Der Einsatz der Saar-SPD, die Bundespolizeiinspektion als saarländischen Hauptsitz in die Landeshauptstadt Saarbrücken zu verlegen, hat sich gelohnt. So entschieden die Verantwortlichen im Bundesinnenministerium, die Behörde von Bexbach nach Saarbrücken umziehen zu lassen.

Christian Petry (SPD)
Quelle: www.spd-saar.de

Saar-SPD-Generalsekretär Christian Petry spricht in diesem Zusammenhang von einem „wichtigen Beitrag, das Sicherheitsgefühl der Saarländerinnen und Saarländer zu erhöhen. Und: „Unser Einsatz wird mit diesem ersten Schritt voll und ganz unterstützt.“ Hintergrund für die sozialdemokratische Initiative hin zu dieser Reform: Unter den 81 deutschen Großstätten belegt Saarbrücken bei der Kriminalitätsbelastung (Straftaten pro 100 000 Einwohner) den unrühmlichen vierten Platz hinter Frankfurt/Main, Berlin und Hannover.

Petry: „Der Brennpunktsituation im Bereich Saarbrücken wird mit der wesentlichen Erhöhung der bundespolizeilichen Präsenz nunmehr Rechnung getragen.“ Gleichzeitig sei es folgerichtig, dass ein Bundespolizeirevier am Knotenpunkt Neunkircher Hauptbahnhof eingerichtet wird. Dort besteht aktuell nur ein Dienstverrichtungsraum, der damit aufgewertet werden soll.

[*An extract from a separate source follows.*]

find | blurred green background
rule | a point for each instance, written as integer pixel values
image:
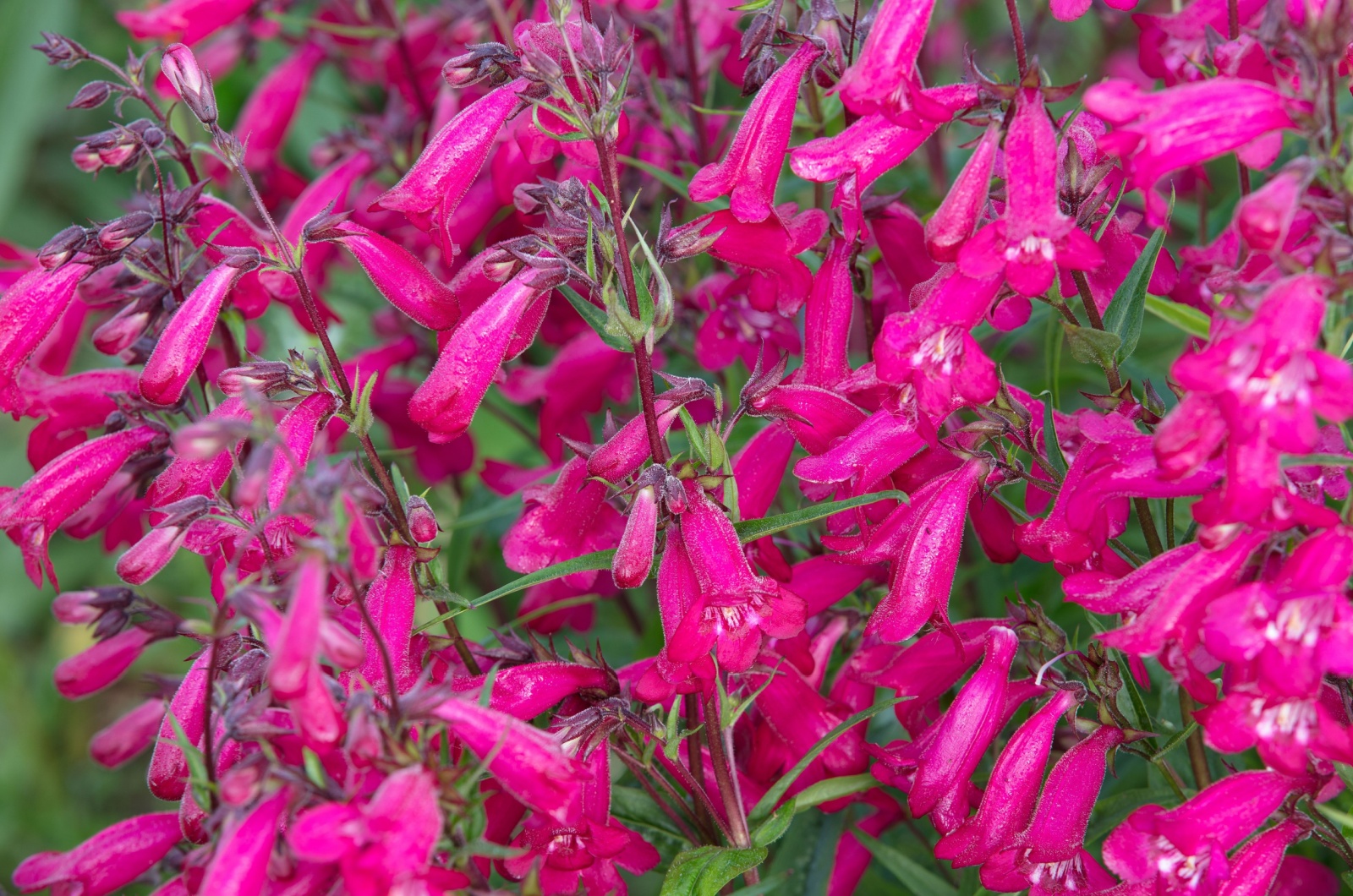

Petry hat darüber hinaus einen Vorschlag, was aus dem bisherigen Standort in Bexbach wird: Dieser kann „zu einer strategischen, polizeilich-europäisch ausgerichteten Fortbildungseinrichtung der Bundespolizei ausgebaut werden.“

  • Die Saar-SPD erwartet, dass die Umstrukturierung schnellstmöglich umgesetzt wird.
  • Zudem fordert Generalsekretär Petry, dass die zugesagten Laufbahnabsolventen für die Bundespolizei im Saarland eingesetzt werden.
  • Weiterhin macht sich die Saar-SPD dafür stark, dass das Saarland vom bereits beschlossenen Personalanstieg bei der Bundespolizei von bislang rund 45.000 auf bis zu 60.000 deutlich profitiert.

Auch die Gewerkschaft der Polizei (GdP) begrüßt diese Entscheidungen. Zumal heute schon die Bundespolizei mit drei Revieren im Raum Saarbücken (deutsch-französische Grenze Goldene Bremm, Flughafen Ensheim, Hauptbahnhof) stark präsent ist. Zeitlicher und finanzieller Aufwand der Dienstfahrten zwischen dem bisher knapp 40 Kilometer entfernten Inspektionssitz in Bexbach und der Landeshauptstadt entfielen künftig durch den Umzug. Zudem sei Neunkirchen ein strategischer Einsatzort am Bahnknotenpunkt in die Richtungen Mainz, Mannheim, Frankfurt, Saarbrücken.